[Posted August 6, 2009] Do you ever wonder whether you’re a voice crying in the wilderness? That you’re waxing eloquent without an audience? If a lawyer makes a statement and there’s nobody there to contradict him, is there an aggrieved party who can appeal?

Well, okay; the last one is a poor offshoot of an old spousal joke (“If a husband makes a statement in the forest, and his wife isn’t there to hear him, is he still wrong?”). But at least I don’t have to wonder about the first two questions. I can make a statement in one of my posts and know, to a moral certainty, that if I blow it, I will have volunteers who will cheerfully set me straight. For example, . . .

On Tuesday, I posted analysis of the Court of Appeals’ ruling in a domestic relations case, de Haan v. de Haan. In that case, a divorcing couple (can you still call them a couple by that point, I wonder?) secured the appointment of a judge pro tempore to adjudicate their entire case. Based on four factors, I leapt to the conclusion that the docket up there must have reached new heights, or maybe depths, of backlog. If people have to step outside the formal judiciary to get the attention of a decisionmaker, things must be pretty bad up in the State of Northern Virginia.

Turns out I may have been a tad hasty, according to more than one note I got in response. Here, in my feeble defense, are my four factors:

1. I had barely heard of the use of judges pro tem before this case came down the day before yesterday. But it turns out that it isn’t all that uncommon, especially in domestic relations cases. The two most prominent ADR providers in Virginia (see here and here) specifically hold themselves out for this very function, among others.

2. The pro tem statute only authorizes the use of such judges in two circumstances: “. . . when the judge of the court is disqualified or unable for any reason” to handle the case. I assumed that that meant you would need a docket crisis (in the absence of a recusal) in order to use such a judge. In practice, it doesn’t work like that; busy trial courts are usually only too happy to have the help, so having two willing participants is usually enough to secure the appointment of the judge pro tem.

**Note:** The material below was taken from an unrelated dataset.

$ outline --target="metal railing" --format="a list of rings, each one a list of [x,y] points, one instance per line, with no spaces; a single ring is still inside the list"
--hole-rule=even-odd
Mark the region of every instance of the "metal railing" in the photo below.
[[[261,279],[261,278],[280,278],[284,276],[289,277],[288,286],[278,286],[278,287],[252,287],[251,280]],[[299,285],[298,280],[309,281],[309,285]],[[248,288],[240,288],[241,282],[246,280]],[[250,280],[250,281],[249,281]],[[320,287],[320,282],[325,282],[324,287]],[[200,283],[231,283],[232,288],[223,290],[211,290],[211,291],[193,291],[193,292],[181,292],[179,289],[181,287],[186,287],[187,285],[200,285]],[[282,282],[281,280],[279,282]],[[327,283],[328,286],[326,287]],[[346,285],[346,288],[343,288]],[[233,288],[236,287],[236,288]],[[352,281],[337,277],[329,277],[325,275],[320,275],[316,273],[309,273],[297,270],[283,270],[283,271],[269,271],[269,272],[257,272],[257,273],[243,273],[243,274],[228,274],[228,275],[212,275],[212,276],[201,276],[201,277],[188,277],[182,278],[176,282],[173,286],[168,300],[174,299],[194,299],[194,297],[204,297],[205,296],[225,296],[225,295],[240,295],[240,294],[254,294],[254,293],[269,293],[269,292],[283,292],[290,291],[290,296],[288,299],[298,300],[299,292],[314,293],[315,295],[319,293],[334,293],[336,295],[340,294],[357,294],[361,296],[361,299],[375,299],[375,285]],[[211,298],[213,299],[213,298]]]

3. Over time, I have heard grumbling by lawyers up in Northern Virginia about having to deal with the intricacies of the Fairfax Circuit docket system, which I accordingly termed arcane. That’s a swell word from a wordsmith’s perspective, but it was probably unduly pejorative in this context. Fairfax is, of course, a whopping jurisdiction, and if that court used the relatively-informal motions-docketing procedures employed down here in Virginia Beach, the court could drown on motions day. I need to cut those guys some slack.

4. (Here’s the best one I’ve got.) “The parties agreed to employ a judge pro tempore to adjudicate certain areas more rapidly than they would otherwise be heard under the circuit court scheduling system.” There you have it; that’s from page 2 of Judge Haley’s opinion in the case, and I accepted the statement without questioning it. (Hey, if I sat down to fact-check each and every statement recited in every judicial opinion, I might get my case analyses out within a year and a half of the date of release. Let me know if you’re okay with a timetable like that.) Well, in his defense, his honor might also have been misled by the first three factors that led me astray.

In truth, the Fairfax system worked in this case with impressive speed. Mrs. de Haan filed her divorce petition on March 28, 2008. Two weeks later, the court set a trial date for the primary issues in the case (most importantly, custody) for April 30. I have done the math for you, my loyal readers; that’s 33 days from suit filing to trial date. In some trial courts with which I’m familiar, you can’t get a hearing on a motion, much less a trial, that quickly.

My thanks go out to those of my readers (and they will remain anonymous) who wrote to me to point out the folly of my prior words.